None of the owls ever digest the bones and feathers or hair of their prey; but these materials get packed into balls in the stomach, and after a time are coughed up and thrown away. Very often large quantities of these "pellets" are found in hollow trees in which owls have been roosting, more than a bushel having been taken from a single tree, and by examining them one may learn the character of the bird's daily fare. The birds do not make a nest, but lay their eggs on a heap of these pellets instead; and they have an odd way of laying them at intervals, so that sometimes half-fledged little ones, newly hatched little ones, and freshly laid eggs may all be found together.

When the young owls are waiting for their parents to return with a mouse, they always get very much excited and make most odd noises, something like loud hisses followed by loud snores. And when at last one of the old birds returns with a mouse in its talons the outcry grows louder than ever.

One of the oddest members of the family is the burrowing owl, or coquimbo, as the South American form is known. This inhabits only the open plains of Western North America and Southern South America, and as it can find no trees or rocky niches in which to nest, it scratches out shallow burrows in little banks of earth, or takes possession of the deserted burrows of some digging animal. It is therefore a constant citizen of the "towns" of the prairie-dogs of the North and viscachas of the South, where numbers of burrowing owls may sometimes be seen, some hunting about for beetles and grasshoppers, on which they chiefly feed, and others sitting at the entrances of the burrows and surveying the surrounding country. They are not at all timid, and if a man approaches them they will remain where they are until he is quite close, bobbing up and down from time to time as though they were politely bowing to him. If he continues to walk toward them they will rise into the air, fly two or three times round his head, screaming loudly as they do so, and then settle down on another mound a few yards away and bow to him again. But if he walks round them instead they will turn their heads to look after him, without moving their bodies, until one would almost think that they would twist them off altogether.

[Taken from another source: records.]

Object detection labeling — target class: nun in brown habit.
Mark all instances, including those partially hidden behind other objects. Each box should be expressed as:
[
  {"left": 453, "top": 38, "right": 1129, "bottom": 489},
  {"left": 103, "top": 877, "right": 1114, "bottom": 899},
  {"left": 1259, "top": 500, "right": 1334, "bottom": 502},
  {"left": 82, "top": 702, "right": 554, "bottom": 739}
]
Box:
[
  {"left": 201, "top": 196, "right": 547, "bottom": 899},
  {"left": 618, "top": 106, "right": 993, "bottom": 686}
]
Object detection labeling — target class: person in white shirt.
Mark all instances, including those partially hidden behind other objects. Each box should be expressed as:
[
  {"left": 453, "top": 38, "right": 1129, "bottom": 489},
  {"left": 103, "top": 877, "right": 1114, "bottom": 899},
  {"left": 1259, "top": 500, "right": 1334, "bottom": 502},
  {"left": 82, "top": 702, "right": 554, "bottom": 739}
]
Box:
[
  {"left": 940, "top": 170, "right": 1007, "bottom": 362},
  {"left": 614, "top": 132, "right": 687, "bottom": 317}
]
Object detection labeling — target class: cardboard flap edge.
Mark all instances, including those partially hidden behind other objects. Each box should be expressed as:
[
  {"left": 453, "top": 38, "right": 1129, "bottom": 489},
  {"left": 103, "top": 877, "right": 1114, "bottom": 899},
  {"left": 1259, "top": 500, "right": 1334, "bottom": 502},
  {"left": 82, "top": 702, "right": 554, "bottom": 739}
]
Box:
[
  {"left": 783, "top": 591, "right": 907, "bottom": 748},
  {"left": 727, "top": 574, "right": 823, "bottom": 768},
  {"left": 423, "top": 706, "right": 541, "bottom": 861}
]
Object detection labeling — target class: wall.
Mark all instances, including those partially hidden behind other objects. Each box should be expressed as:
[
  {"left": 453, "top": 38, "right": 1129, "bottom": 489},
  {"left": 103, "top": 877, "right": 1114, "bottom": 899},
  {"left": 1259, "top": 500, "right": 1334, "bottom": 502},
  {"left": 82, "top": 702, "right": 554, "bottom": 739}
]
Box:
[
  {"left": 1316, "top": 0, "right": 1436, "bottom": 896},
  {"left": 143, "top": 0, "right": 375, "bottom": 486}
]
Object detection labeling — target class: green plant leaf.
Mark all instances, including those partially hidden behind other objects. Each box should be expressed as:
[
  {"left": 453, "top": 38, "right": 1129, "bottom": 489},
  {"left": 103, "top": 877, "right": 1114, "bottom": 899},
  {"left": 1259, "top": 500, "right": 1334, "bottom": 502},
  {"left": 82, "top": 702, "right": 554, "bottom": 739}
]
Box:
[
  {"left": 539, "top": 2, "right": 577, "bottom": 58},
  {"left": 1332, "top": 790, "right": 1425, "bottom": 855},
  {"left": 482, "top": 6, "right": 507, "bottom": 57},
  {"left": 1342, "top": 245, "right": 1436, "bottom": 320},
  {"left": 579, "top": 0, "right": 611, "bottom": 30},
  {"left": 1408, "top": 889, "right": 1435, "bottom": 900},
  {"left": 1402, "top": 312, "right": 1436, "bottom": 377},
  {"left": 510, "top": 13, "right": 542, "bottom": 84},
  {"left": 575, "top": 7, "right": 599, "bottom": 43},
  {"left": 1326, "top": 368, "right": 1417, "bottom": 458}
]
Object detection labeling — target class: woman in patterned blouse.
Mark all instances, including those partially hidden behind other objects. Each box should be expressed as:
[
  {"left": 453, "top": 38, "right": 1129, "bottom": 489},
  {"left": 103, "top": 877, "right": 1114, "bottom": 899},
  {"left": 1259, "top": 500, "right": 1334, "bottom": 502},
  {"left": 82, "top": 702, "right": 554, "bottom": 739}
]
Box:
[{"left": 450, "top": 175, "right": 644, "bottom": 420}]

When neither prairie-dogs nor viscachas live in the neighborhood, these queer little owls will sometimes take up their quarters in the burrow of a wolf, a fox, or a badger. They make a very rough nest of grass and feathers, in which they lay from six to eleven white eggs.


CHAPTER XXI
CUCKOOS, NIGHTJARS, HUMMING-BIRDS, WOODPECKERS, AND TOUCANS

In Europe the cuckoo is one of the most familiar and well-known birds, and every one recognizes its note, and regards it as a sure sign that summer is near. The bird usually reaches England about the second week in April, and very soon after that time the cock bird may be heard uttering his cry, which is one of the most familiar sounds of the country, until two months later. Then the bird's voice breaks, and after crying "cuck-cuck-cuck-oo" for a few days, instead of the simple "cuckoo," he becomes quite dumb, and is quite unable to utter his note again until the following spring.

This cuckoo is famous for its singular habit of placing its egg in the nest of some other bird, instead of making a nest of its own. The hen bird seems, first of all, to lay her egg on the ground; then, picking it up in her beak, she flies off to look for a suitable nest in which to put it. Having found one, she waits her opportunity, when the occupant is absent, and then slips in the egg and flies away. The owner of the nest, strange to say, hardly ever seems to notice when she comes back that there is a strange egg among her own, although very often it is not in the least like them in color and markings. So before very long a young cuckoo is hatched out, together with her own little ones. Then on the very day of its birth the cuckoo seems to make up its mind that before long there will be no room in the nest for any one but itself, and actually pushes all its little foster brothers and sisters over the side, one after the other! And, strange to say, the mother bird does not seem to mind, but just gives all the food which her own young would have eaten to the cuckoo, and takes the greatest care of it in every way until it is able to fly.

The cuckoo family is a large and varied one, with representatives in all parts of the world, and few of them show this extraordinary disposition to impose upon their neighbors, though all are careless home-makers. In the United States we have two kinds of cuckoos, the black-billed and the yellow-billed, which have much the same slim form and plain yet elegant dress as their European cousin, but a different note, uttering a loud rattling cry instead of the soft cuck-oo; and both of these make nests, lay eggs in them, and rear their young as faithfully as other birds. The nests, however, are merely loose platforms of twigs set among the branches of some small tree, through which, often, the greenish-blue eggs are distinctly visible.